The complaint seeks to hold the, defendant as assignee of a lease granted by plaintiff to one Schultz. The answer, apart from denials, contains the admission of some form of assignment of the lease by Schultz to the defendant, alleging, however, that it was by means of a “deed poll * * * as collateral security” for a loan, denies that the defendant entered into possession, and alleges, further, that “for the purpose of divesting itself of all and singular its right, title, and interest in the said lease” defendant “did execute and deliver its certain deed poll, wherein it did grant and convey unto the assignee therein described” all its right to said lease—the assignee not being named or further described.

[1] The original order for the examination of defendant covered substantially all the issues raised by the pleadings, and required defendant to produce all papers executed by Schultz to itself, and also the “deed poll” from defendant to the unnamed assignee, and any other papers between them.

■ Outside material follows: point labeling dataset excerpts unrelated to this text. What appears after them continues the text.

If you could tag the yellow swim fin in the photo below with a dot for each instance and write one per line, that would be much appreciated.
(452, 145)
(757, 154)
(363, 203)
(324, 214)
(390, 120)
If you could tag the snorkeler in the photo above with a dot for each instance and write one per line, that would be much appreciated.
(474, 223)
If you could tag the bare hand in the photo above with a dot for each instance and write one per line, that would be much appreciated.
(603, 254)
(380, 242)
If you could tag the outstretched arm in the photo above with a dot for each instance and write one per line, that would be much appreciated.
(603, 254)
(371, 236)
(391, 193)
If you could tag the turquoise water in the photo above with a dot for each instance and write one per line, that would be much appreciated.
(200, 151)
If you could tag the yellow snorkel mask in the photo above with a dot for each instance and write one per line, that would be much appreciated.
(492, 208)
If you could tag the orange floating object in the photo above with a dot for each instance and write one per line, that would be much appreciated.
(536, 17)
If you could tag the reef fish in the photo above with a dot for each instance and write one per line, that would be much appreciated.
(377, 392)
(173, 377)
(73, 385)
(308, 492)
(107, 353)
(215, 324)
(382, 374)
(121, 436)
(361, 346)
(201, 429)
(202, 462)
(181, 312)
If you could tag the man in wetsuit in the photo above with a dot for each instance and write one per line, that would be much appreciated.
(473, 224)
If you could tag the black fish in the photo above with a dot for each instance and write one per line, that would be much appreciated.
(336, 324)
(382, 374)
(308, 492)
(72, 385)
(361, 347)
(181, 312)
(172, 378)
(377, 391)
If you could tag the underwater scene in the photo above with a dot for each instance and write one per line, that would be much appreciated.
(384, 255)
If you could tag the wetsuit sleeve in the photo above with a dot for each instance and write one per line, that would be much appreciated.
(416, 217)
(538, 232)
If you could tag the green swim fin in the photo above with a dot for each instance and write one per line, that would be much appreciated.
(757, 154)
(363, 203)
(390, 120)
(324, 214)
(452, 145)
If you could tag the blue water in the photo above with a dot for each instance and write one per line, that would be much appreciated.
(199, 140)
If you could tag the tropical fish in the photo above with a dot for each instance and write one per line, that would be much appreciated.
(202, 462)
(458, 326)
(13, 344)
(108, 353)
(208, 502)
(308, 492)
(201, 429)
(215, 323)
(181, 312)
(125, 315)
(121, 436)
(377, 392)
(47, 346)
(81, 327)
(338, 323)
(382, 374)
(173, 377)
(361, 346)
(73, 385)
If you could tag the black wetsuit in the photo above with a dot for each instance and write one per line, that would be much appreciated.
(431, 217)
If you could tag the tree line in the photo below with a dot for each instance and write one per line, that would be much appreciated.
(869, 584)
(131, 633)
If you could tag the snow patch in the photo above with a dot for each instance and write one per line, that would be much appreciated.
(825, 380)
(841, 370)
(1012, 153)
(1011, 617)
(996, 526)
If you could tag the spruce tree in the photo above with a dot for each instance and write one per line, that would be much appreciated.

The order appealed from limits the examina*631tion “to possession of the premises,” and to “produce, if it is in its possession, the lease from Schultz to the defendant, or any assignment thereof.” It seems to me that the limitation of the examination, so far’ as the relations of Schultz and the defendant are concerned, to the mere production of the assignment of the lease is incorrect, and the limitation to the question of possession, is apparently based on an erroneous view of the law. See Seventy-Eighth Street, etc., Co. v. Purssell Co. (App. Div., First Dept.) 152 N. Y. Supp. 52; also Adams v. Koehler & Co., 136 App. Div. 623, 121 N. Y. Supp. 390. Plaintiff is entitled to examine the defendant in order to prove the assignment of the lease by Schultz and its acceptance by defendant, together with the circumstances and accompanying documents.

Defendant’s claim that plaintiff cannot, in good faith, expect defendant to prove what it has denied in its answer, is not justified by the circumstances of this case. The contradictory allegations of the complaint and the answer, respectively, do not relate to a physical fact or a conversation such as were involved in the cases cited by defendant (Weeks v. Whitney, 146 App. Div. 621, 131 N. Y. Supp. 408; Vogel Co. v. Backer Co., 148 App. Div. 639, 133 N. Y. Supp. 225; Lerner v. Kraus, 147 N. Y. Supp. 32; see, also, Skolny v. Richter, 139 App. Div. 534, 124 N. Y. Supp. 152), but falls plainly within the distinction pointed out by Mr. Justice Lehman in Kornbluth v. Isaacs, affirmed on his opinion, 149 App. Div. 108, 133 N. Y. Supp. 737, as a matter involving a transaction concerning the general purport or legal significance of which the opposing parties may well differ radically.

[2] Regarding the further subject covered by the original order for examination, namely, the transaction between defendant and its alleged unnamed assignee, I think that both the language and the spirit of Schweinburg v. Altman, 131 App. Div. 795, 116 N. Y. Supp. 318, authorize the examination.

The order appealed from is therefore reversed, with $10 costs and disbursements to appellant. All concur.